Corn futures are called to open narrowly mixed this morning amid bull spreading.
- Nearby corn futures ended steady to marginally lower overnight and new-crop futures were mostly 2 cents lower amid bull spreading ahead of this morning's key USDA reports to be released at 11:00 a.m. CT.
- Traders look for USDA to trim planted corn acreage from its March intentions to around 95.34 million acres.
- Meanwhile, traders look for USDA to peg June 1 corn stocks at 2.856 billion bu., down from 3.148 billion bu. a year ago.
- December corn futures are working on sharp weekly losses this week as traders have removed some weather premium due to the non-threatening early July forecast.
- Today is the start of the delivery process for July corn futures, and as expected, no deliveries were posted.
- Gulf corn basis is 2 cents softer for immediate delivery to stand 88 cents over July futures, which suggests a softening of demand.

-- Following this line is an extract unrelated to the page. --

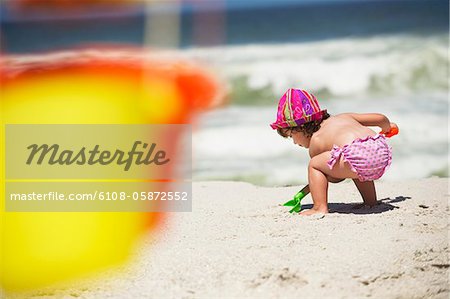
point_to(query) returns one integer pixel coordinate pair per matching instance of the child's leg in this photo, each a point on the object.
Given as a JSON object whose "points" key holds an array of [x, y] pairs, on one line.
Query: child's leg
{"points": [[318, 174], [367, 191]]}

Soybean futures are called to open steady to 2 cents higher as traders have largely moved to the sidelines ahead of USDA's reports.
- Soybean futures were choppy overnight, but firmed in late trade to end the session mostly 1 to 2 cents higher.
- Traders are focused on evening positions ahead of this morning's key USDA reports, which are expected to reflect a slight increase in planted soybean acreage from USDA's March intentions to around 78.024 million acres.
- Traders look for USDA to peg June 1 soybean stocks at 441 million bu., down from 667 million bu. a year-ago.
- November soybean futures are trading just above last week's closing levels as the market has largely consolidated as it awaits USDA's data.
- As expected, no deliveries were posted against July soybean futures.
- Gulf soybean basis is steady this morning to stand $1.00 over July futures for immediate delivery.
Wheat futures are called to open mixed ahead of USDA's key reports.
- Following yesterday's losses, wheat futures favored a firmer tone in mixed trade on short-covering.
- Traders are working to even positions ahead of USDA's reports. Some support this morning is coming from expectations USDA will sharply drop spring wheat acreage from March intentions to around 12.117 million acres.
- Traders look for USDA to peg June 1 wheat stocks at 750 million bushels.
- But buying in wheat futures is being limited by harvest-related hedge activity. Harvest has reached northern Kansas with mixed results.
- July Chicago wheat had just two deliveries posted on the first day of deliveries.
- Also, Japan is looking to replace U.S. western white wheat for the first time in over 50 years due to the limited discovery of GMO material in one field in Oregon. But trade sources say Japanese mills are used to handling U.S. wheat and don't want to switch.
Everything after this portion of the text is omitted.